On the other hand, agreements that provide an executive the opportunity to terminate for “good reason” almost always have a requirement that the executive give the employer notice that a good reason condition has occurred, then require a cure period before the executive’s termination takes effect. Some common definitions of good reason include:

  • Material diminution of the executive’s duties, authority, or reporting structure
  • Material reduction in the executive’s base salary or bonus opportunity, other than in the case of across-the-board reductions for similar employees
  • Change in the executive’s work location by more than 30 miles
  • Breach of the employment agreement between the executive and the company

When drafting the termination provision of an executive employment agreement, it is common to include termination in the event of death, disability and corresponding inability to work for an extended period of time, for cause, for good reason, and without cause or good reason. In contracts that include a term, employers should include a provision describing what happens if the parties allow the term to expire. Failing to include such a provision may mean that the expiration of the term is viewed as a termination without cause and could trigger severance obligations when that was not the employer’s intention. In the same vein, an agreement for short-term employment may include a “notice” provision for either party to provide advance written notice of their intent not to renew the agreement.

Employers should also be sure to include the executive’s obligations in order to be paid severance in the event of termination without cause or for good reason. Such obligations might include the return of company property, non-disparagement, compliance with post-employment restrictive covenants, cooperation with the company with respect to litigation, audits, investigations, or other proceedings of which the executive may have knowledge. Most important is that the executive should sign (in a timely manner) a separation agreement containing a release of all claims in order to receive the severance.

Almost always, executive employment agreements contain restrictive covenants governing post-employment obligations, such as non-disclosure of confidential information, non-compete, non-solicitation of both clients and employees, and covenants not to interfere with important relationships of the employer. These are critical provisions for both the executive and the employer, and the parties will want to carefully define the length of the restrictions, the geographic area of the restriction, and the scope of the restriction, including a definition of a “competitive business” or a “client.”

Other provisions that parties may want to consider including in the agreement include:

  • Change in control
  • Successorship
  • Assignability
  • No other agreements
  • Amendments must be in writing
  • No representations other than in the agreement
  • Signing electronically and in counterparts
  • Choice of law
  • Venue
  • Disclosure to future employers required
  • Notification by employer to potential employers permitted
  • Mediation and/or arbitration (or waiver of jury trial)
  • Tax issues: Section 409A

Often, these provisions are viewed as “boilerplate,” and a party might skim over this part of the agreement.

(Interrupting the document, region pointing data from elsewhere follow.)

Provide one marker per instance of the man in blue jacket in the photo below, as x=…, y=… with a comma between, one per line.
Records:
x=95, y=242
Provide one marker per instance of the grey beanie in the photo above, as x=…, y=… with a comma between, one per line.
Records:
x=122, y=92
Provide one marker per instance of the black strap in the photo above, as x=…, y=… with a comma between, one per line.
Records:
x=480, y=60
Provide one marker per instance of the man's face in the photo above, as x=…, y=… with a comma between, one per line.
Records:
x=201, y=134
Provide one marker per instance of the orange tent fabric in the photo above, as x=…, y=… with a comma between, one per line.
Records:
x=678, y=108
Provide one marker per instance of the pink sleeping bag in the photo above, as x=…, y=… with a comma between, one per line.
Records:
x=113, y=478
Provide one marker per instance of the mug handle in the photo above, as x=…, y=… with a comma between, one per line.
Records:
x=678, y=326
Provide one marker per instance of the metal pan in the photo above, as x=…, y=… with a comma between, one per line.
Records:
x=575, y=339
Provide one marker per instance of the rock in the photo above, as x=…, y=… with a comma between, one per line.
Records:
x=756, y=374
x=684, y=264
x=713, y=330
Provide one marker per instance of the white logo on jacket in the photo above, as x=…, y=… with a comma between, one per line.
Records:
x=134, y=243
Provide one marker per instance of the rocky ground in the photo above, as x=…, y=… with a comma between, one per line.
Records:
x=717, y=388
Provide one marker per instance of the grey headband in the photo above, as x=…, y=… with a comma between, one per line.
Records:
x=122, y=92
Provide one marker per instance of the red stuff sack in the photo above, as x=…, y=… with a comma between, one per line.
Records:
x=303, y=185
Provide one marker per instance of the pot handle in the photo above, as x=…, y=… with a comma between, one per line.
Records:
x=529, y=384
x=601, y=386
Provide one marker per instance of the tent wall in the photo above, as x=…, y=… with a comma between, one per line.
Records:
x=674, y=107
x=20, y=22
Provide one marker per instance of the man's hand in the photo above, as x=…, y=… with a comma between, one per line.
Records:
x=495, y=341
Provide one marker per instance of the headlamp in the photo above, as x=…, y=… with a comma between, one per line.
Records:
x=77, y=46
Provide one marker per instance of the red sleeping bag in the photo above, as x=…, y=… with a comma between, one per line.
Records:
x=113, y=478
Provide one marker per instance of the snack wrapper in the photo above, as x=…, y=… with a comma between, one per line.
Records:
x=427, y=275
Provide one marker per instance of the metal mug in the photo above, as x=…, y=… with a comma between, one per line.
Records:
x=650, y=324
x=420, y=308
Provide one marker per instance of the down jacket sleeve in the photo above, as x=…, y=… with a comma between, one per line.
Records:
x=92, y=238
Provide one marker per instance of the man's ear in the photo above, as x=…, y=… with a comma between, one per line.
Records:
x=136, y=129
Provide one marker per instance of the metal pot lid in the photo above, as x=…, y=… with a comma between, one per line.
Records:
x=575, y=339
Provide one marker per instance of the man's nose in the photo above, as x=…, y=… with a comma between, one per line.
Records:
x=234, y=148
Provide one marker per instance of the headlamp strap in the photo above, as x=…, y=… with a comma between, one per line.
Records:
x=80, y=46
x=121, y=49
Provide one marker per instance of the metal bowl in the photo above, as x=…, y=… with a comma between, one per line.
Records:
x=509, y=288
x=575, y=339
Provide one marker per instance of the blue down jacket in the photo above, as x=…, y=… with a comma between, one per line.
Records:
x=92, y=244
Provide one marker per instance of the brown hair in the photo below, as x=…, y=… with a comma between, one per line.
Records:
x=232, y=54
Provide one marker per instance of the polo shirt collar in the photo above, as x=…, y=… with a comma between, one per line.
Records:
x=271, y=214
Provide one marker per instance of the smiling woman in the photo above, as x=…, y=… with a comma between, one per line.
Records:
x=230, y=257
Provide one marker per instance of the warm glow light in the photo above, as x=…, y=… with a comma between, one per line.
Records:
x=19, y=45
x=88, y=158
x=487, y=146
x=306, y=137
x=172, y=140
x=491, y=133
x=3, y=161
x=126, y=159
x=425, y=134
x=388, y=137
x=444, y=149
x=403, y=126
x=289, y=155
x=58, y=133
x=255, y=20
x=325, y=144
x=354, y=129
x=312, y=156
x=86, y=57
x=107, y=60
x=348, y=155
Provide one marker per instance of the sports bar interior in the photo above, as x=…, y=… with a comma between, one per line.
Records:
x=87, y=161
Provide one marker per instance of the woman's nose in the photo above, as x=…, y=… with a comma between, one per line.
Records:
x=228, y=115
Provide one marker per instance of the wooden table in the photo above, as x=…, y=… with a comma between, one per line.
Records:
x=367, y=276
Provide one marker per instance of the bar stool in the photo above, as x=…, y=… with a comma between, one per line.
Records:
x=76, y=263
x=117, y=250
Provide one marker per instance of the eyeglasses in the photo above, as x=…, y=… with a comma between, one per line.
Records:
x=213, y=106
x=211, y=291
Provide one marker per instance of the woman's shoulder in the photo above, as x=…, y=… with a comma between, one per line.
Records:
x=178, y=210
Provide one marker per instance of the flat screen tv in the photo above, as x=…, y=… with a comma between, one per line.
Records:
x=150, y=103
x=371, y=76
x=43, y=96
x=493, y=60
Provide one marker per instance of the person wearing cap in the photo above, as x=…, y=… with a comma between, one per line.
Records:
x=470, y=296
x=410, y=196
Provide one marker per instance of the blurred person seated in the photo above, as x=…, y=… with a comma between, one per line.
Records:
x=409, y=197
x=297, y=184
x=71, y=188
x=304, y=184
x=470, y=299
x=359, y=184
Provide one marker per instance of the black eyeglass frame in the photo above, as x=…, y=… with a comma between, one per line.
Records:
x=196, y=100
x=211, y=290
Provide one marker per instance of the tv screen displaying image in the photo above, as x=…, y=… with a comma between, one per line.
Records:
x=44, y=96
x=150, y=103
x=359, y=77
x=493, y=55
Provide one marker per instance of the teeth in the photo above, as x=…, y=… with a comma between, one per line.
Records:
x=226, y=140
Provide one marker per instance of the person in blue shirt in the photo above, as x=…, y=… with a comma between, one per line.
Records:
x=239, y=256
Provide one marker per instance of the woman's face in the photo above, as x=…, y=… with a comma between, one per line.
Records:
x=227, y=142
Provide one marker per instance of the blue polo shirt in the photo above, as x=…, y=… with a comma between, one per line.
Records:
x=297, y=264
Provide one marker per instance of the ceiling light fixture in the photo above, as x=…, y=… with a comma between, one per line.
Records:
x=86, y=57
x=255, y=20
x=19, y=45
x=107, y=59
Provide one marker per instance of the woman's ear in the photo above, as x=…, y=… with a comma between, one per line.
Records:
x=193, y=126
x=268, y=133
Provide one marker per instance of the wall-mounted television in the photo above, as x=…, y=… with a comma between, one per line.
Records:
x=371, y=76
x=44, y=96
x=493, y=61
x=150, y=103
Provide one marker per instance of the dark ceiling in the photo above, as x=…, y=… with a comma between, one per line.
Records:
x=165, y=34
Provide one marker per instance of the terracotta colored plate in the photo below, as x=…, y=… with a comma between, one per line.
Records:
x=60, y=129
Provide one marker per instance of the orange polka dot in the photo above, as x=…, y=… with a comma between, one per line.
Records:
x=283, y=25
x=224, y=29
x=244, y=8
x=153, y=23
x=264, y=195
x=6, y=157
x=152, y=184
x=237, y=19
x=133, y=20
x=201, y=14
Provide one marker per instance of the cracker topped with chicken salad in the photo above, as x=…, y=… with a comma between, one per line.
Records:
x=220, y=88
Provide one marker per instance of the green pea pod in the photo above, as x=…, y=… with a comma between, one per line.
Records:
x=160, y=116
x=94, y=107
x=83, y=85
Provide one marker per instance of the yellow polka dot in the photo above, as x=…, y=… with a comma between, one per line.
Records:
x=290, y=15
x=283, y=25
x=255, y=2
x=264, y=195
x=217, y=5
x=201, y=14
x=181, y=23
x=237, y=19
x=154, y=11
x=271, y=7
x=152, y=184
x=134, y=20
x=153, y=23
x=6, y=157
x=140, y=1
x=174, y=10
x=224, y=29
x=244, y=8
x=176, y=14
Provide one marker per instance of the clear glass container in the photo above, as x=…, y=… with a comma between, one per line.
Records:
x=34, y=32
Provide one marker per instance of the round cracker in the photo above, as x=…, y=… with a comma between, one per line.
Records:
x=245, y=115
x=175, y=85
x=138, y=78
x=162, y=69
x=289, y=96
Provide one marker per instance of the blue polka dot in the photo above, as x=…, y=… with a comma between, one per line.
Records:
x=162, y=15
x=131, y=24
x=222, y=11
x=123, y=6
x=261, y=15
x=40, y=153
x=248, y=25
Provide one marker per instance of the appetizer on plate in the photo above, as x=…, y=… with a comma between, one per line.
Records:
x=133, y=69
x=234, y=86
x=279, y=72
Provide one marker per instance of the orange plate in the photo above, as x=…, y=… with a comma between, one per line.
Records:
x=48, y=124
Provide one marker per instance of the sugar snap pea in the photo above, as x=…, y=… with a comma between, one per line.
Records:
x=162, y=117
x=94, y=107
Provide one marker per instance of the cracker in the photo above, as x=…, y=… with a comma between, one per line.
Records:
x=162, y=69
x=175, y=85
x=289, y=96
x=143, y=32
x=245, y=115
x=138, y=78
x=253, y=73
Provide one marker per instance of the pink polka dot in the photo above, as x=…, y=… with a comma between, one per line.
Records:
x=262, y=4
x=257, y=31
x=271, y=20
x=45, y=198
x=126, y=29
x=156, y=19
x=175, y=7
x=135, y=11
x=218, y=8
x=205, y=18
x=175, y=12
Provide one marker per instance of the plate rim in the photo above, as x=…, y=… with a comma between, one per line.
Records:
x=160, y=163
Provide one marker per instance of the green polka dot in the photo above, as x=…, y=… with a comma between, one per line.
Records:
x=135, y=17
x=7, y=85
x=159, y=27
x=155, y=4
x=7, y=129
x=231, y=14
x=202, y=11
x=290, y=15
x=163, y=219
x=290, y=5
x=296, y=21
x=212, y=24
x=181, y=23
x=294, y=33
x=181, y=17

However, it is important to understand each of these provisions and how they impact the rights of both the employer and the executive. For example, with a notification of a potential employer’s provision, an executive may not realize that the employer has the right to send a prospective employer a copy of their agreement, which includes compensation information and the non-compete.

The bottom line in drafting an executive employment agreement is that parties must take care to ensure that the agreement reflects their deal, and that each party understands their rights in the event of an exit.